From all indications, it is clear our nation is not at a cross-road but in crisis and needs to be rescued. I am not being political or asinine in my approach but rather pragmatic.
As a citizen, I am bewildered by the unnecessary issues we as a nation have to deal with on a daily basis, be it the lack of political will to deal with the high crime rate, the A2 visa scandal, Petrotrin’s oil leak and its public-relations gimmick with cries of sabotage and subterfuge, EMA’s (Environmental Manage-
ment Authority) outrageous fine or the Police Service Commission’s inability to produce timely reports.
Trinidad and Tobago is 51 years old and after careful consideration, one can surmise that we have made very little or no significant progress as an independent nation. If we did, we would have been dealing with more important issues that focus on economic, social and environmental development and considerations, job creation, increased productivity in all areas, ongoing discussions on advancement of our democratic society, updated labour and work-related laws and regulations, innovation and invention, and creative mechanisms to alleviate corruption and nepotism, just to name a few.
The idea that we still politicise everything just makes us resemble a banana republic. In essence, we are in the same ship as the Central African Republic, Sudan and other backward countries.

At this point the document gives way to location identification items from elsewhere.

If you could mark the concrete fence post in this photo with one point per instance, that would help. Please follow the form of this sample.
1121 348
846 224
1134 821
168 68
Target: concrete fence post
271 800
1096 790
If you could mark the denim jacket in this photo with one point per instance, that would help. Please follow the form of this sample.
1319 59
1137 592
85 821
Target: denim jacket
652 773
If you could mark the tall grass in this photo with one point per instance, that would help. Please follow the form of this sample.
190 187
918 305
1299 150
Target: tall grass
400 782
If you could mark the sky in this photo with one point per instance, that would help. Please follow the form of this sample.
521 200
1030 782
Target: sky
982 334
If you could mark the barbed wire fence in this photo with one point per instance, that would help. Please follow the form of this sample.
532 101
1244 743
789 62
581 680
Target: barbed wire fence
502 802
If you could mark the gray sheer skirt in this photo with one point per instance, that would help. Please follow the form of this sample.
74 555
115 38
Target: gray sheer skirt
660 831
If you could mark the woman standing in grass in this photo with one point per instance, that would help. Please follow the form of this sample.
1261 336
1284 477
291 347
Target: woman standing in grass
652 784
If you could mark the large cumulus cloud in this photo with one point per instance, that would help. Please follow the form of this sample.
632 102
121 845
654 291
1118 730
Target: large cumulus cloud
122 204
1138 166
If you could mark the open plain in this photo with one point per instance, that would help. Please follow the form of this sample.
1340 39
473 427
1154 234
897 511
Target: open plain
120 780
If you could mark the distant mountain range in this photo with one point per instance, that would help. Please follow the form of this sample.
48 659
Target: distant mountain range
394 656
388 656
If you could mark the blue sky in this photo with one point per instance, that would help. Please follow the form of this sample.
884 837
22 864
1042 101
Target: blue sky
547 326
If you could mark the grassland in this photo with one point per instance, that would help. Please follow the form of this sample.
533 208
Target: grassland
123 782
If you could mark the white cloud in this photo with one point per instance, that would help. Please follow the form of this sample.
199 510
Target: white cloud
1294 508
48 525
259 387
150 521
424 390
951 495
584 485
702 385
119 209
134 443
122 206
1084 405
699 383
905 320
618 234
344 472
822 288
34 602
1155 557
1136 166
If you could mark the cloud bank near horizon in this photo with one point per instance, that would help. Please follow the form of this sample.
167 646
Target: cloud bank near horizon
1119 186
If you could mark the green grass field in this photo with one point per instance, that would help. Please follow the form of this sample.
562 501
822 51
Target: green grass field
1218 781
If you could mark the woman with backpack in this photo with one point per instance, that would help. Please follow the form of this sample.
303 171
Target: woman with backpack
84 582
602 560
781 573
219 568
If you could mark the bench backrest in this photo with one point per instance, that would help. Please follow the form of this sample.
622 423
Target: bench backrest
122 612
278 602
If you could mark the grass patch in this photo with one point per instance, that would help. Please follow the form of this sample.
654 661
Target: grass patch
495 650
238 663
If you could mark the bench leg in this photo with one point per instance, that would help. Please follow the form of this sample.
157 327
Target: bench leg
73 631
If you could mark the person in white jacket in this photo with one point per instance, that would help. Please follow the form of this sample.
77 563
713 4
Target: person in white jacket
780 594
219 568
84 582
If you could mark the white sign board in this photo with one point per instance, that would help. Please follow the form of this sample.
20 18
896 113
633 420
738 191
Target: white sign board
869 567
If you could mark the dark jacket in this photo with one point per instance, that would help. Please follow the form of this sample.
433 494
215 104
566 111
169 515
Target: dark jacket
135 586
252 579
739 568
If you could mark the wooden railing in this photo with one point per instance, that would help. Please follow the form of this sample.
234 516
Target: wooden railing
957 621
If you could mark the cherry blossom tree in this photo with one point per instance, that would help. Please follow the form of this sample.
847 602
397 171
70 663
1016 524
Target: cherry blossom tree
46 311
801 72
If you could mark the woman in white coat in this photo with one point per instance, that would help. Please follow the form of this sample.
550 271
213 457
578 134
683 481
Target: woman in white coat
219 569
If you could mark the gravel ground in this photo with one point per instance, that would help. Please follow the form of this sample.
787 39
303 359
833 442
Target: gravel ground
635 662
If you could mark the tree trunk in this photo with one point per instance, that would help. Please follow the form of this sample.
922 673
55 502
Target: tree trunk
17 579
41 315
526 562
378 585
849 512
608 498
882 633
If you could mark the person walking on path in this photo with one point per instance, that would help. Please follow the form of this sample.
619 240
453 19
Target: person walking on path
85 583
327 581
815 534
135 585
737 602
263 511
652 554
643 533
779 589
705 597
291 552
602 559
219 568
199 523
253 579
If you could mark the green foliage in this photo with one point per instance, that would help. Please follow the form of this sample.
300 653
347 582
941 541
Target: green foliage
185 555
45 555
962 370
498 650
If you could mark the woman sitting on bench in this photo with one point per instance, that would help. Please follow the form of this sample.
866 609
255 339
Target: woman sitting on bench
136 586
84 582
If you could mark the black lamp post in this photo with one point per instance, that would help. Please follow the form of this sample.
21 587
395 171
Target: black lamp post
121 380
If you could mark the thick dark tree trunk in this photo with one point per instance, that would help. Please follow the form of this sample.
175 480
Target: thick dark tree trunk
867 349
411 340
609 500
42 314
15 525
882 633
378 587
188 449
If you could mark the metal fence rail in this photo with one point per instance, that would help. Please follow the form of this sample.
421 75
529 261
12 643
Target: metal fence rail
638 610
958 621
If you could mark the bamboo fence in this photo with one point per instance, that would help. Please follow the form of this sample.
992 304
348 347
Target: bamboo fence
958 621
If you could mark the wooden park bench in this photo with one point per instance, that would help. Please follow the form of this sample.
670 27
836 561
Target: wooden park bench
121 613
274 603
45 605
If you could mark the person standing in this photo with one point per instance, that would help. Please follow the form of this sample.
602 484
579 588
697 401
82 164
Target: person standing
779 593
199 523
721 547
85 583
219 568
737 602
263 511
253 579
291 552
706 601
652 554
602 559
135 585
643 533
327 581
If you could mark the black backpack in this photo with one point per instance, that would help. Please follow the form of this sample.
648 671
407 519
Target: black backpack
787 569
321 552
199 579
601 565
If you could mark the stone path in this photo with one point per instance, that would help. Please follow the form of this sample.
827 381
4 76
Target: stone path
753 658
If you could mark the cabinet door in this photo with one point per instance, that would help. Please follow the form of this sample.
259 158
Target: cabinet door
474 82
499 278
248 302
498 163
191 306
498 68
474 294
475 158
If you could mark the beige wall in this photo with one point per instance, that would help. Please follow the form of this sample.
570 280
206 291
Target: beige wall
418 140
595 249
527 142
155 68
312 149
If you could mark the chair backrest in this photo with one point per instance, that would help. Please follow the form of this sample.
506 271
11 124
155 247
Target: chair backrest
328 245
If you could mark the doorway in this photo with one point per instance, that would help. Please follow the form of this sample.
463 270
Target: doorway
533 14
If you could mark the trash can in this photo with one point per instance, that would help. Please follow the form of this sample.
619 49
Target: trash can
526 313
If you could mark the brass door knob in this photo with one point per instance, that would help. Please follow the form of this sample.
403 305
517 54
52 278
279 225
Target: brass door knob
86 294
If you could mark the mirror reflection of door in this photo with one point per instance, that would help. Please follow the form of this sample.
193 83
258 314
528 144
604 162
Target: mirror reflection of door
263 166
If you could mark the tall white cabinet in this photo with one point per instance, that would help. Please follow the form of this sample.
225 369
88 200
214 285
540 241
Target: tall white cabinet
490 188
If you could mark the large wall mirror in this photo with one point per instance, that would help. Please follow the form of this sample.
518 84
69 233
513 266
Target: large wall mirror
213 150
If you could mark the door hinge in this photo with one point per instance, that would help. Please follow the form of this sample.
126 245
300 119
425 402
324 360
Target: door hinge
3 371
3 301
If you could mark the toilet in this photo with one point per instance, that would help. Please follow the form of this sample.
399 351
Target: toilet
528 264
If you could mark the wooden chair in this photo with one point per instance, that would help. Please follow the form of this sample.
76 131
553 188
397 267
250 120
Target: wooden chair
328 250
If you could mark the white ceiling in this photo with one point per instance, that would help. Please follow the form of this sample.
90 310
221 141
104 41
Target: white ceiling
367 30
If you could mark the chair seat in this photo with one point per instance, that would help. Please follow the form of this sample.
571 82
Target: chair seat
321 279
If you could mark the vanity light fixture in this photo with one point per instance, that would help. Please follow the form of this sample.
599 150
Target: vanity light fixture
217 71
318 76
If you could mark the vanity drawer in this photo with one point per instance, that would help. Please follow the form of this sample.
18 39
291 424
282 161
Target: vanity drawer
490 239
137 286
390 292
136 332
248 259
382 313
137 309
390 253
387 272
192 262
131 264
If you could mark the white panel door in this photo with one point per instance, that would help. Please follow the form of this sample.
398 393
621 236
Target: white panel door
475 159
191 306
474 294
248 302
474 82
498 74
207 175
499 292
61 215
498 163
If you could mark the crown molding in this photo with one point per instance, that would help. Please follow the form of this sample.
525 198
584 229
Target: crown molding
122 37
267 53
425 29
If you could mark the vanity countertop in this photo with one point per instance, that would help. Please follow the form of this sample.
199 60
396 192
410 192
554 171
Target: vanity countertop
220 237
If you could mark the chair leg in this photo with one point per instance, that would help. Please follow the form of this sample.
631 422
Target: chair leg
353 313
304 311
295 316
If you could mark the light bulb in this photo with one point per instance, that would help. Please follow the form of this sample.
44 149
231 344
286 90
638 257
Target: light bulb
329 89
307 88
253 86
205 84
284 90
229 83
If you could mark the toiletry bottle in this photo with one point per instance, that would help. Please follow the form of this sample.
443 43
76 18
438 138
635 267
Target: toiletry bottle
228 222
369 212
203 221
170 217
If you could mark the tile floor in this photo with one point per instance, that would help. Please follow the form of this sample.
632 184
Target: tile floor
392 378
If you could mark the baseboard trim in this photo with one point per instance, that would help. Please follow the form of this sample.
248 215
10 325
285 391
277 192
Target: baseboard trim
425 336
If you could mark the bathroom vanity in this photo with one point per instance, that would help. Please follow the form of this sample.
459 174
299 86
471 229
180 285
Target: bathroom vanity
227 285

Imagine the shock and horror that permeated the air when the EMA belatedly announced it had fined Petrotrin $20 million for the first oil spill. This is not only a slap in the face for any right-thinking citizen but simply outrageous and defies logic. Instead of being irrelevant and outdated, the EMA would do well to ask itself a few questions. I hope its management will consider these.
1. How did they arrive at that figure and what will it be used for?
2. Why was it necessary to fine Petrotrin now and not wait until after the spill is cleaned?
3. If Petrotrin refuses to pay the fine, what recourse does the EMA have?
In any case, sabotage or not, Petrotrin’s CEO and board are responsible for what transpired. This is not debatable as according to precedence, in the Gulf of Mexico oil spill, the CEO was removed. If we are ever to move a step closer to developed-
nation status, then we must pattern ourselves after developed countries such as the US, UK and Norway.